The HCA Data Repository stores FASTQ files and the Tier 2 metadata which may contain personal information. To provide sufficient protection to this information, the HCA Data Repository operates a managed access service through the DUOS platform. Access to these datasets and metadata requires the submission of a Data Access Request which is reviewed by HCA’s global Data Access Committee.

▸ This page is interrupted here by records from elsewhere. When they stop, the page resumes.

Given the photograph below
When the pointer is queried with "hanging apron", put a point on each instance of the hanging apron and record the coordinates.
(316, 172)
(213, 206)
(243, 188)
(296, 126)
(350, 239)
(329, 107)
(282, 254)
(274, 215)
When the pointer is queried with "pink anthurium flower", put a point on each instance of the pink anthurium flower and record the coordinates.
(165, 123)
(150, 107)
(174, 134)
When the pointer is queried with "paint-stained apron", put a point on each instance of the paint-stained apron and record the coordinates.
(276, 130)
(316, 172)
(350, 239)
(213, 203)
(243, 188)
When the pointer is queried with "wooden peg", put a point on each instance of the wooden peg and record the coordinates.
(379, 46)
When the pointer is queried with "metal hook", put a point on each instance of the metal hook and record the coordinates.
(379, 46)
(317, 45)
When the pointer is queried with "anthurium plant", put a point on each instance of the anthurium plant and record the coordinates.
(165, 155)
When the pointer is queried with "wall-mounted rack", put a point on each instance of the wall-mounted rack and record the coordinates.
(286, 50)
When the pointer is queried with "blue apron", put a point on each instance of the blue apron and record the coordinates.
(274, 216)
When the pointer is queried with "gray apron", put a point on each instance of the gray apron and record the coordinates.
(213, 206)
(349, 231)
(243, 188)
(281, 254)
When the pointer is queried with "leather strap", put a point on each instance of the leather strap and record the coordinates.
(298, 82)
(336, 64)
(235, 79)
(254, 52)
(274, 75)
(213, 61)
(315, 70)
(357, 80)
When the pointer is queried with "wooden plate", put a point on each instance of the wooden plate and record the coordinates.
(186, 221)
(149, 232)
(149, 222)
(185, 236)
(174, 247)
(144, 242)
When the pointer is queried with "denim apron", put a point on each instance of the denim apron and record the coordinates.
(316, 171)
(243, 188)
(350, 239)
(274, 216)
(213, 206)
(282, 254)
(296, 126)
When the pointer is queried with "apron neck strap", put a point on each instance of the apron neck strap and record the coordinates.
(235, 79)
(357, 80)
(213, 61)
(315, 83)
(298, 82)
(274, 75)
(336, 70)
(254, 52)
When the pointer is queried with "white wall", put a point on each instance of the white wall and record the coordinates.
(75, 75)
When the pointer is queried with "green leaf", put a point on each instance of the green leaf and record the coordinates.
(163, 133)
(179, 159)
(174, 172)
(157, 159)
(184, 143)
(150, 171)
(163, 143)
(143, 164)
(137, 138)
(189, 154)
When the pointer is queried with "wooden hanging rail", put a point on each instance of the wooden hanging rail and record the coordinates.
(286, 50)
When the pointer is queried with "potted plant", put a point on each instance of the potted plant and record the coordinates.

The Cell Annotation Platform stores matrices and cell annotation metadata in a specially designed portal with features that allow members of the HCA community to jointly annotate data.
Inclusion Criteria
HCA’s Biological Networks (open networks of scientists responsible for constructing atlases) are responsible for choosing the datasets that end up in HCA atlases. Not all datasets submitted to the HCA Data Portal will ultimately form part of an atlas.
Contributing Unpublished Data
HCA welcomes the contribution of unpublished data to atlases
HCA welcomes the contribution of unpublished data to atlases and has put in place mechanisms to protect the data prior to the publication of atlases. Importantly, contributors of unpublished data are encouraged to make their data publicly available immediately via the HCA Data Repository, in accordance with the HCA Data Release Policy.
If the data contributors are unable or decline to do so, they must, at minimum, agree to make their data publicly available via the HCA Data Repository (for raw sequence data and detailed Tier 2 metadata) and Chan Zuckerberg CELLxGENE (for gene expression matrices, Tier 1 metadata, and broad demographic metadata) as soon as the Atlas that incorporates it is published in a peer-reviewed scientific journal.
Embargoing unpublished data
If you are contributing unpublished data, you may request that your data be “embargoed” in a private HCA data repository until the organ/tissue/system atlas you have contributed to is published. At that point, your data will be made available publicly via the HCA Data Explorer and linked to the corresponding Atlas page on the HCA Data Portal. Data contributors will be notified before their data is made public. Access to embargoed data will be restricted to HCA Data Wranglers, the corresponding Atlas integration team, and anyone else specified by the data contributor.
HCA’s Unpublished Data Policy
For more information, refer to HCA’s Unpublished Data Policy.
Protecting Managed Access Data
HCA has a managed access service. Data submitted to the HCA Data Repository can be protected by managed access if elected to by the data contributor or by HCA. Access to managed access data is controlled through the HCA Data Access Committee. Scientists seeking access to these data must submit a data access request which is reviewed by the HCA Data Access Committee.
Submitting Metadata to Other Repositories
Data contributors are asked to notify HCA if biological metadata is submitted to other data repositories.